The image created is one of a highly successful salesman of all things India Inc.
But beyond the rhetoric and shows of friendship, how does one define Modi's foreign policy? What does his impressive salesmanship mean for India, the region, and the world?
Non-alignment
There is no better place to start than with properly discarding a theory New Delhi was once renowned for: "non-alignment."
In the 1950s and 60s, India emerged as a founder and moral champion of NAM — the Non-Aligned Movement — whose member states professed to steer clear of formal alignments for or against great powers.
Experts say India has long abandoned the group's ideology, at least in practice. "People tend to forget India aligned with the Soviet Union in the 1970s and 80s," says Sumit Ganguly, a foreign policy expert and professor at Indiana University.
Under Modi, the perception of India as being decidedly aligned has only strengthened. In part, this is because of ever closer relations with the likes of Israel and Japan, and most of all, the United States. "There's baggage with the US," says Ganguly. "That's because it once supported Pakistan. That continues to haunt many elites in India."

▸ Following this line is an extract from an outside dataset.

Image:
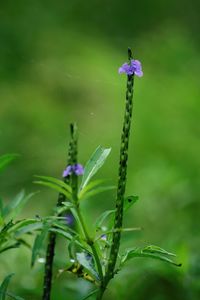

The most visible nail in the non-aligned coffin seemed to come last September, when India declined to attend the group's summit. "That was a mistake," says Arun Sukumar, an analyst at India's Observer Research Foundation, pointing to the group's strength of 120 countries. "Modi underestimated the utility of NAM ... India could have been the country at the summit that said 'look, you need to be wary of China's influence'."
Strategic vision
Before becoming Prime Minister, Modi — who was previously Chief Minister of the Indian state of Gujarat — was something of an unknown quantity in respect to foreign policy. And yet, he seemed to adapt to the trappings of international diplomacy like a fish to water; he appeared wholly in his element meeting world leaders, and displaying a flair for personal touches that have become the hallmark of his friendly relations with many of his counterparts.
Yet Modi has rarely enunciated a clear vision for India's foreign policy, at least publicly.
The question then is whether Modi's engagement is working. "He's placed India on a global stage," says Ganguly, calling foreign policy "the brightest spot" in Modi's three years as Prime Minister so far. "But it remains to be seen what longer-term impact his globetrotting really has."
There has been an uptick in foreign investments as part of Modi's "Make in India" program, for example, but it's difficult to make an exclusive causality back to the PM's diplomacy.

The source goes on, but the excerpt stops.